I am not able to read the file and folders from the sharepoint site. I am getting the below error while accessing it. I have all the details correct the tenant id, application and cilent secret also the permission are granted refer the screenshot.
Error message:
Find Files And Folders: Code: AccessDenied
Message: Either scp or roles claim need to be present in the token.
Inner error:
AdditionalData:
date: 2025-01-21T07:04:29
request-id: dd57062a-980b-4280-a7b4-fa064ca66dd1
client-request-id: dd57062a-980b-4280-a7b4-fa064ca66dd1
ClientRequestId: dd57062a-980b-4280-a7b4-fa064ca66dd1
Delegated are user specific permissions…when used with 3rd party applications with client id and secret user cannot authenticate so application scope is to be used
tried with authentication type as username and password but getting below error Find Files And Folders: Code: generalException
Message: An error occurred sending the request.
RemoteException wrapping Microsoft.Graph.ServiceException: Code: generalException
Message: An error occurred sending the request.

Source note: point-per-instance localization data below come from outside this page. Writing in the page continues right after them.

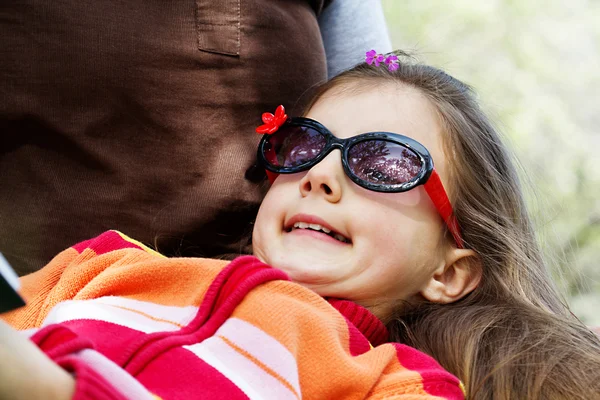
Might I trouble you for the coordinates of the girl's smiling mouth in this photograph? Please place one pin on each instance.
(311, 225)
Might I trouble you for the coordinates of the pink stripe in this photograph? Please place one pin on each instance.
(436, 380)
(104, 243)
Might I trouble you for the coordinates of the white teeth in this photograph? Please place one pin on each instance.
(317, 227)
(340, 238)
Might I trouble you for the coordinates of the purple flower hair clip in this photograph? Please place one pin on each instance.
(371, 57)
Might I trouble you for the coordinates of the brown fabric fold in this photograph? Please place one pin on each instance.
(140, 116)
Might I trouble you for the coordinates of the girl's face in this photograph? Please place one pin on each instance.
(393, 241)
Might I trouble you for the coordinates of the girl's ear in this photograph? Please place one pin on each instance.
(458, 277)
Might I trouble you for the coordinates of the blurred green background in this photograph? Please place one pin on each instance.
(536, 67)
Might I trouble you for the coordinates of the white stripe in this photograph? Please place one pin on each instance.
(245, 374)
(127, 385)
(263, 347)
(107, 309)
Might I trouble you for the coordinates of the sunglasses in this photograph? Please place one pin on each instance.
(377, 161)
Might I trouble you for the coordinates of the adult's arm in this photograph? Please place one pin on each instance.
(27, 373)
(349, 29)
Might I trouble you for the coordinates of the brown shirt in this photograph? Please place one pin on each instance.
(140, 115)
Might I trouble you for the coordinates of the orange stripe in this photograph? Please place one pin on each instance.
(147, 315)
(261, 365)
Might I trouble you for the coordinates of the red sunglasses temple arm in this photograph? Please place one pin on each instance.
(439, 197)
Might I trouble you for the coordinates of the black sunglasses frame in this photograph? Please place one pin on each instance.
(344, 145)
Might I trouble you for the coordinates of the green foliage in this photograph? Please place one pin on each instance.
(536, 67)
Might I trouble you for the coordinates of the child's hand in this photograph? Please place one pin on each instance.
(26, 373)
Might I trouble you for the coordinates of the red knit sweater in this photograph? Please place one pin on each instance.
(132, 324)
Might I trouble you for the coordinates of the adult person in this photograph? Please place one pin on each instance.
(139, 116)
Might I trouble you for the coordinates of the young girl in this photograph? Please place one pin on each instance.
(382, 245)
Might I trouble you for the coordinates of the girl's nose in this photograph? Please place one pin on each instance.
(325, 178)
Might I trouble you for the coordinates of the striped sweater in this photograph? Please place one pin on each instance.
(132, 324)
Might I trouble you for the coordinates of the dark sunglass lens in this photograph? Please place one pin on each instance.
(292, 146)
(383, 162)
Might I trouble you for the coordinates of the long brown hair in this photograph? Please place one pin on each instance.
(513, 337)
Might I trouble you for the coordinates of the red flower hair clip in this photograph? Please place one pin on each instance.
(272, 122)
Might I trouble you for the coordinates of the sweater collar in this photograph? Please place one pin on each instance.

—> RemoteException wrapping Microsoft.Identity.Client.MsalUiRequiredException: AADSTS50076: Due to a configuration change made by your administrator,
or because you moved to a new location,
you must use multi-factor authentication to access ‘00000003-0000-0000-c000-000000000000’. Trace ID: e3356654-13a3-4286-94f5-216324ac5400 Correlation ID: a194e8ae-56d0-40a1-96e2-82949052abf3 Timestamp: 2025-01-22 07:01:37Z
at Microsoft.Identity.Client.OAuth2.OAuth2Client.ThrowServerException(HttpResponse response,
RequestContext requestContext)
at Microsoft.Identity.Client.OAuth2.OAuth2Client.CreateResponse[T](HttpResponse response,
RequestContext requestContext)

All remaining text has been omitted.